C’è un lato positivo, alla precoce eliminazione della nazionale italiana dal mondiale sudafricano. Si chiude il circo degli opinionisti improvvisati, si spengono le telecamere e i microfoni davanti alle facce e alle bocche di un popolo di attori, intellettuali, presentatori, femmine scosciate che quando la nazionale di football si presenta ai mondiali, improvvisamente scendono in campo anche loro, dicendo di tutto, su tutti. Notti memorabili, parole al vento dell’aria condizionata, friggitoria mista, luoghi comuni, il cuore, la determinazione, l’amalgama o, addirittura, tesi sociopolitiche sulla crisi di uno schema. C’erano una volta Arpino e Soldati, Brera e Salvalaggio, Beppeviola e Pizzul, per dire così a memoria un mondiale del millenovecentoottantadue, tra partite a scopa e bottiglie di barbera.

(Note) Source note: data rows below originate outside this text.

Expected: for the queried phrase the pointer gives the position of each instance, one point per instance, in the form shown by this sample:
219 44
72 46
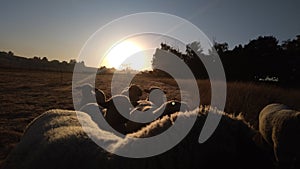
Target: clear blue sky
58 29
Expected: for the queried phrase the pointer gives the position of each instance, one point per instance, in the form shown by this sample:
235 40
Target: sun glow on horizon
126 54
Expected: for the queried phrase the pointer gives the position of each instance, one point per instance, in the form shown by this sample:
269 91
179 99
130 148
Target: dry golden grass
27 94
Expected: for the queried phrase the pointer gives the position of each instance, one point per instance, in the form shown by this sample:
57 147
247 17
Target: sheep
152 112
157 95
89 93
110 113
280 127
56 140
134 92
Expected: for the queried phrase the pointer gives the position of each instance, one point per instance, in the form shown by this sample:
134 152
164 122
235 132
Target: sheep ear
105 104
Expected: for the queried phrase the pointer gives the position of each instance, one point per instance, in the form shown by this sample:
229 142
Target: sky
58 29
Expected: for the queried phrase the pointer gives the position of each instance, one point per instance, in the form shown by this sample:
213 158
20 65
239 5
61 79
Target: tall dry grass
27 94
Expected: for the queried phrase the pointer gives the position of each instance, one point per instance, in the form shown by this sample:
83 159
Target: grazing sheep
110 113
280 127
89 93
134 92
157 95
56 140
152 112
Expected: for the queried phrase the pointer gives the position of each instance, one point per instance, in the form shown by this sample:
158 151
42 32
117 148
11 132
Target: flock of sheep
56 139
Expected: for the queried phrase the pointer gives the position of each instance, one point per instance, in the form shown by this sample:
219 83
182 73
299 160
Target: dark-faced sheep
156 96
110 113
134 92
89 94
57 140
280 127
152 112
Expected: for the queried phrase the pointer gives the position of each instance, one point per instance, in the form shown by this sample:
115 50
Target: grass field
27 94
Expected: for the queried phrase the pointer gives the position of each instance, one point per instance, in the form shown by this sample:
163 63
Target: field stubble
27 94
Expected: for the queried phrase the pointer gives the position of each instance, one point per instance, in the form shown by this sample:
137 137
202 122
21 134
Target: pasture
27 94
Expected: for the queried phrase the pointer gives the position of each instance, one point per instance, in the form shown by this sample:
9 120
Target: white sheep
280 127
57 140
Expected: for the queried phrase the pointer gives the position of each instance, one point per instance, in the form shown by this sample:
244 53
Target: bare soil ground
27 94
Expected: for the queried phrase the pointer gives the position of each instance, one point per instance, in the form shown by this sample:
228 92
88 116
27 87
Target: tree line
262 59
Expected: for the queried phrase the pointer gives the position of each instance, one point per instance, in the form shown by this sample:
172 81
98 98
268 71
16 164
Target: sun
126 54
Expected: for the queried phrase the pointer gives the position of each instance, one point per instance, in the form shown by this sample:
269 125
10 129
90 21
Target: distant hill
9 60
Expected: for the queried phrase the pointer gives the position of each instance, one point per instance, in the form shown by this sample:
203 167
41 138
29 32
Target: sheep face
280 127
134 92
112 114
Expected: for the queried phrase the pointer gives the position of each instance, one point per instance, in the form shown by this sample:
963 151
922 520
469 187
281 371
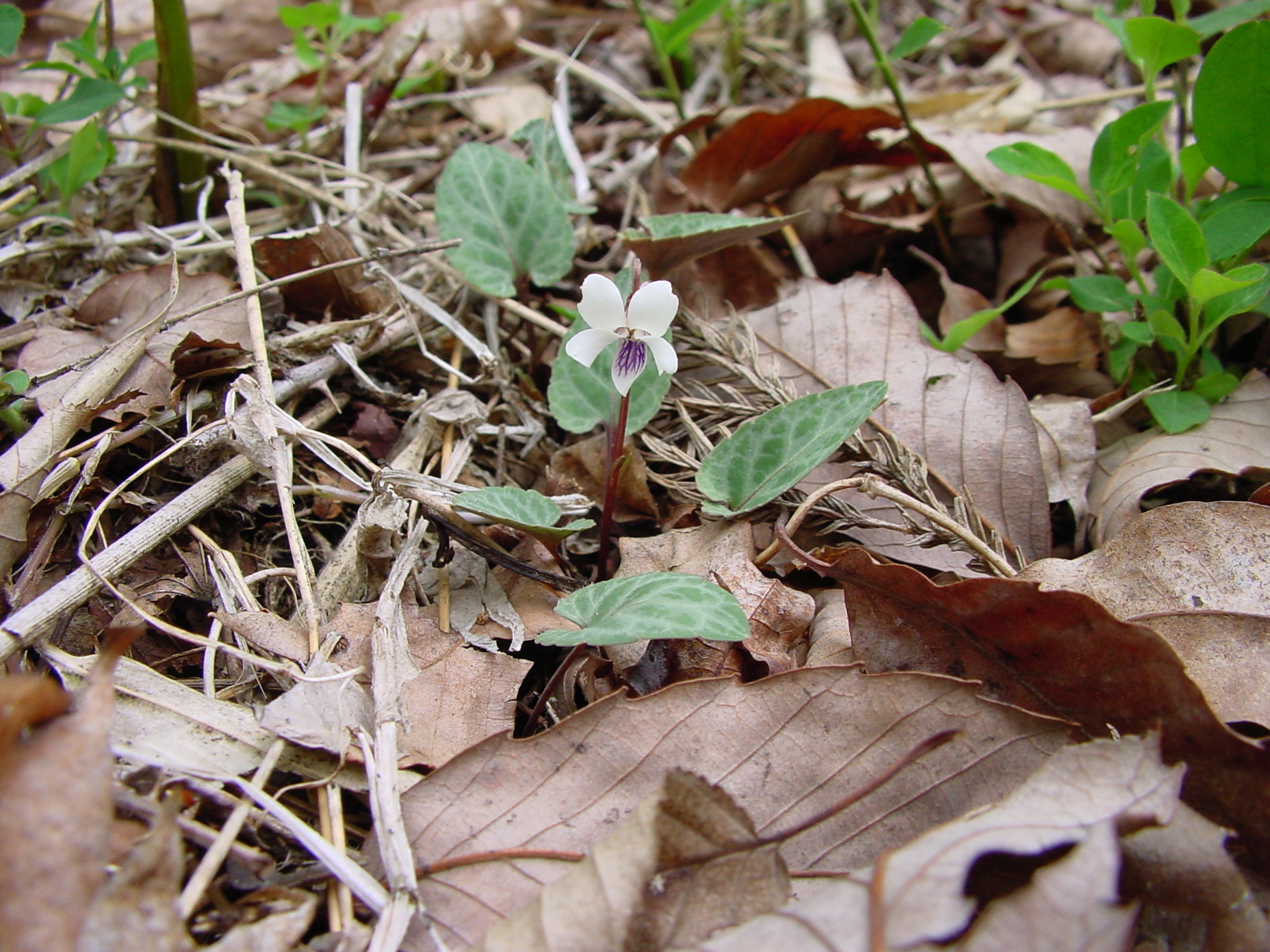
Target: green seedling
319 32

Dove sono oggi, questi docenti? Chi sono i nuovi clienti del bar sport? Roba televisiva, talc (da borotalco) show, il vuoto di pensieri condite da parole forbite, vecchi tromboni tuttologi, inserito il gettone (di presenza) sono pronti a tutto, dunque a niente.
La nazionale li manda a casa, per fortuna nostra. Si torna a leggere e discutere tra persone normali, magari incolte ma almeno belle fresche e genuine, si torna frra screanzati ufficiali e non tra finti gentiluomini o damazze di salotto. Il mondiale in tv, dico il prima e il dopo ma, a volte anche il durante, ha offerto scene strazianti o comiche, così come alcune telecronache cariche di enfasi e di retorica in dosi industriali.